部屋に飾ってある父の人形の様子がどうもおかしい。


「あれ?あの人形・・・?」


そばにいたシノブ少年もおかしな様子に気づいたようだ。


「む、これは一体どういう事だ?」


他の人たちも気がついたようで、部屋の中で皆がざわざわと驚き始める。

一同が不思議がっていると、突然その人形から声が聞こえ始めた。


「息子よ。よく聞け。

わしはお前がレベル100になった時に助けになると思って、ある贈り物を用意した。

そのためにこの部屋で祝いをするように遺言をしたのだ。

今こそそれを受け取るがよい。

その名を「ジャスティス」と言う」


父親の人形がそう言い終わると、その人形に一筋ピシッ!とひびが入り、崩れ始める。

ピリピリと全身にひびが広がっていき、ガラガラと音を出して人形が崩れ落ちる。

その様子を見ていた招待客たちが驚く。


「おお・・!」

「何だ?」

「これは?」


部屋に集まった一同が驚く中、崩れた人形の中から何かが出てくる。

人形の破片を振り払いながら、ついにその全身を現す。

その銀色の人型物体に、その場にいる者たちは息を飲む。


「何と!これは一体?」


その出てきた物体が私に近寄ると、スッと手紙らしい物を渡す。


「ふむ?」


手紙を読むと、何とこのジャベックは父から私への贈り物のようだった。

手紙を読み終えた私は招待客たちに説明を始める。


「諸君!

これは名前を「ジャスティス」と言って、父が私のために作っておいたレベル200の強化ミスリル製の戦闘ジャベックだそうだ」


その私の説明に周囲が「おおー」と感嘆の声を出す。


「何でも私のレベルが100になった時に目覚めるようになっていたらしく、それで今この場で目覚めたらしい。

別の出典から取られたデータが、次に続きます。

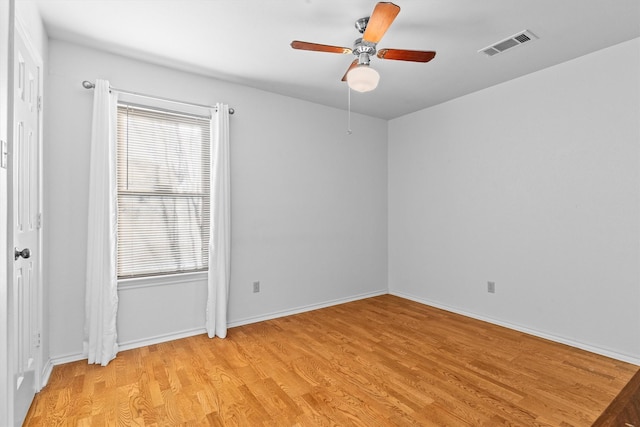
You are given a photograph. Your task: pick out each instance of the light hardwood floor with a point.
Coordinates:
(375, 362)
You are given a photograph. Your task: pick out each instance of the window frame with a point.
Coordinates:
(160, 106)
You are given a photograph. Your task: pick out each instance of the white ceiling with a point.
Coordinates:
(247, 41)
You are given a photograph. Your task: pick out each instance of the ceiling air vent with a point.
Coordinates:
(508, 43)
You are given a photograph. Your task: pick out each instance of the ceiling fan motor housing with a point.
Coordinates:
(363, 49)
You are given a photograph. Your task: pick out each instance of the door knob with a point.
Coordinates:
(25, 253)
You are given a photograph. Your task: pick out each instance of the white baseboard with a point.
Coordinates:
(555, 338)
(129, 345)
(302, 309)
(46, 373)
(67, 358)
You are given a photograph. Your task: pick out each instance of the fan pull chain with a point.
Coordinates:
(349, 132)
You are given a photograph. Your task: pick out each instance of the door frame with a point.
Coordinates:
(6, 72)
(18, 29)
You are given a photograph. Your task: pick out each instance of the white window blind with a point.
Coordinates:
(163, 192)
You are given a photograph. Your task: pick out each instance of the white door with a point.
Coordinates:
(24, 292)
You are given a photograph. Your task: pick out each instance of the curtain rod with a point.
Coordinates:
(88, 85)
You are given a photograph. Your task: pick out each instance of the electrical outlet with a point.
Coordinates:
(491, 287)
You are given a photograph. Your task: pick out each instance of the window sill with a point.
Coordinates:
(168, 280)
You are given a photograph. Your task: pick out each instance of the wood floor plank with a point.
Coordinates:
(382, 361)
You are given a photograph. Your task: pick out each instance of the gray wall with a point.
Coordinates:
(309, 203)
(533, 184)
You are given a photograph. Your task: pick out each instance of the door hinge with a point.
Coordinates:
(36, 339)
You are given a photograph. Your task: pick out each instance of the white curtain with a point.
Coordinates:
(101, 302)
(219, 237)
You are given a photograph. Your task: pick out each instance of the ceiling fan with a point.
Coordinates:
(360, 76)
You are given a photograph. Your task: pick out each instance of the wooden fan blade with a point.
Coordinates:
(382, 17)
(406, 55)
(297, 44)
(353, 65)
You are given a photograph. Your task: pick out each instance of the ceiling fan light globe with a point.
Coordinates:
(363, 78)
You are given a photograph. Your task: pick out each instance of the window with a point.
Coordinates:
(163, 192)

これからも正義のためにこの強化ミスリルジャベック「ジャスティス」と共に歩むようにとの事だ」


私の話を聞いて興奮したシノブ少年が私に話しかけて来る。


「男爵仮面、これ凄い格好いいよ!

お父さんに良い物をもらったね?」

「うむ、そうか?」

「ああ、そうだよ!大事にしなよ?」

「そうだな」


私がうなずくと、そばにいたグレイモンが言葉をかける。


「うむ、私も同じような物を父に遺してもらったのだが、その・・失くしてしまってな」

「そうなのか?伯爵仮面?」


私がそう聞くと、なぜかグレイモンが慌ててシノブ少年に話す。


「あ、いや、シノブやエレノアのせいではない!

あれは言わば自業自得だからな!

決して恨んではいないので安心して欲しい。

それにその代わりと言っては何だが、アレをもらえたのだからな」

「ああ、そうだな」

「そうなのか?」


ははあ・・・なるほど、そういえば伯爵は以前この少年にジャベックをけしかけてやられてしまったような事を話していた。

どうやらそれが父からもらったものだったようだ。


「うん、ところで男爵仮面、このジャベックはどんな性能なのかな?」

「うむ、この手紙によると、様々な性能を持っているようだが、何故か詳しい事は書いてないのだ」

「へえ?、僕が知っているロボット・・・ジャベックの一種だと、これが腕を飛ばして敵を倒したり、口から火を吹いたり出来るだろうけどな」

「ほほう、腕を飛ばしたりだと・・・?」


私ががそう言うと、ジャスティスが突然右手でジャキン!とポーズを取ると、いきなり右腕のひじから先がバシュッ!と飛び出した!


ガキイィィィーン!


右腕は激しい勢いで壁に当たり、ガラガラ・・・と壁が崩れる。


「おお・・」

「これは?」


ジャスティスの突然の行動に、周囲で見ていた人が驚く。

肘から飛んだ右腕と、腕の上の部分は、細い紐か、鎖のような物で繋がっていて、それに引っ張られて、右腕はあっという間にシュルシュルッと元に戻る。

その様子を見て私は驚く。


「むお?腕が!」

「本当に飛んだよ・・・」


驚いた私が思わず少年から聞いた言葉を呟く。


「口から炎とも言っていたな・・・」


私がそう言うと、今度はシャカッ!とジャスティスの口が開き、そこから火炎弾をドドドドッ!と飛ばす!

激しい炎が飛び、壁に当たる!


「うおっ!」


そこの部分の壁は黒こげになっている!

私は驚いて少年に尋ねる。


「これは・・・少年はなぜこのジャベックの機能に詳しいのだ?」


しかし少年も驚いているようだ。


「いや、これは偶然で、別に知っていた訳じゃ・・・」

「ふむ、では少年はこのジャベックには他にどんな機能が付いていると思う?」

「え、そうだね?

例えば頭が割れて、そこからヘリ・・・いや、何か空を飛んで敵の様子を見に行ってくれる物が出てくるとか・・」

「ふむ、頭が割れて・・だと?」


私がそう言うと、ジャスティスの頭が二つに割れて、中からうずくまっていた、身長20セミメルほどの人型妖精の形をした物が、立ち上がって出てきた。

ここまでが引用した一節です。